Kentucky has more than 312,000 people who cannot vote because of a felony conviction, a 67 percent increase from 2006.
Kentucky is one of three states, including Iowa and Virginia, that impose life- time voting bans on people with felony convictions. A report from the League of Women Voters of Kentucky shows 92 percent of those with felony convictions have been released from prison or jail and live in the community, but cannot vote.
“I think it is not a point of honor to be possibly the last state that permanently disenfranchises people,” said Judy Johnson, the felon and voting rights chairwoman for the League of Women Voters of Kentucky.
The Kentucky Constitution bans convicted felons from voting, holding public office, owning a gun and serving on a jury. The governor can restore voting rights to convicted felons with a pardon.
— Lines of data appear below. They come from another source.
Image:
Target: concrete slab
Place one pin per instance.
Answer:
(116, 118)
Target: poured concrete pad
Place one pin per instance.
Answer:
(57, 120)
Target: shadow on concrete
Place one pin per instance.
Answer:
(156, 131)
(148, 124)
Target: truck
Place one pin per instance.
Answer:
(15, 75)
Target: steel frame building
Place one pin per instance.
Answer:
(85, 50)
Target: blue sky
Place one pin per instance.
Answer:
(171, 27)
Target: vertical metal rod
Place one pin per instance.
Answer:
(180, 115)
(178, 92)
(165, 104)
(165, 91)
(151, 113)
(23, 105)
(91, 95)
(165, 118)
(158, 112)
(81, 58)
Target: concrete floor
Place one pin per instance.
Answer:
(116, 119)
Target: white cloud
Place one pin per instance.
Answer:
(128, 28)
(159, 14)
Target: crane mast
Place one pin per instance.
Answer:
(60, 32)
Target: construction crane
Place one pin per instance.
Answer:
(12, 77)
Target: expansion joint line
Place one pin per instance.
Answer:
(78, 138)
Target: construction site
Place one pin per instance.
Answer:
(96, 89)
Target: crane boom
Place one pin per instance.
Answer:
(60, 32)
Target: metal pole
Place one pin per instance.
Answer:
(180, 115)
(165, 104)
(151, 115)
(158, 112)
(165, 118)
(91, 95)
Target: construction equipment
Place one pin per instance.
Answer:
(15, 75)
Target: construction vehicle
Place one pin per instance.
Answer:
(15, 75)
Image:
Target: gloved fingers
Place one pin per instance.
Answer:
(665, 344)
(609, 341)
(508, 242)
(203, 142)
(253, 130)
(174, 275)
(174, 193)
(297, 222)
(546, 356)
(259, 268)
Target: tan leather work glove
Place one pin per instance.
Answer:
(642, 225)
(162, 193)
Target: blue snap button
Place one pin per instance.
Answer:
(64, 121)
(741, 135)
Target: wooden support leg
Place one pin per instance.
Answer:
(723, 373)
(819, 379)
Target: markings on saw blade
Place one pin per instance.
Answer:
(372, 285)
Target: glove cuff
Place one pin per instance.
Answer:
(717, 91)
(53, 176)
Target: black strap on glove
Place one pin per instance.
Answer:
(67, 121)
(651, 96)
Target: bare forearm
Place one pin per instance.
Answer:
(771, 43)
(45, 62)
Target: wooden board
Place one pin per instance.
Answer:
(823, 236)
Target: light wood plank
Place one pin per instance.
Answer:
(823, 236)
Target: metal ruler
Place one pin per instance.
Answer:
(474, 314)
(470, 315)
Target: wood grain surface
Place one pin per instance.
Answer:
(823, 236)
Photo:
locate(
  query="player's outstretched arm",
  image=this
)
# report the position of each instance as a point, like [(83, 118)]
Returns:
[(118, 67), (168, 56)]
And in 2016, the state legislature passed a law allowing people convicted of nonviolent felonies to have their records expunged, a process that includes a $500 fee.
The court has granted 2,032 expungement requests between July 15, 2016, and Dec. 31, 2018, according to the report. The prior three governors have issued 11,500 partial pardons to restore voting rights. But since 2016, the report noted the number of people who have completed their prison sentences yet still cannot vote jumped 88.6 percent.
In 2015, former Democratic Gov. Steve Beshear signed an executive order that would have automatically restored voting rights to some convicted felons once they have completed their sentences. But Republican Gov. Matt Bevin rescinded that order.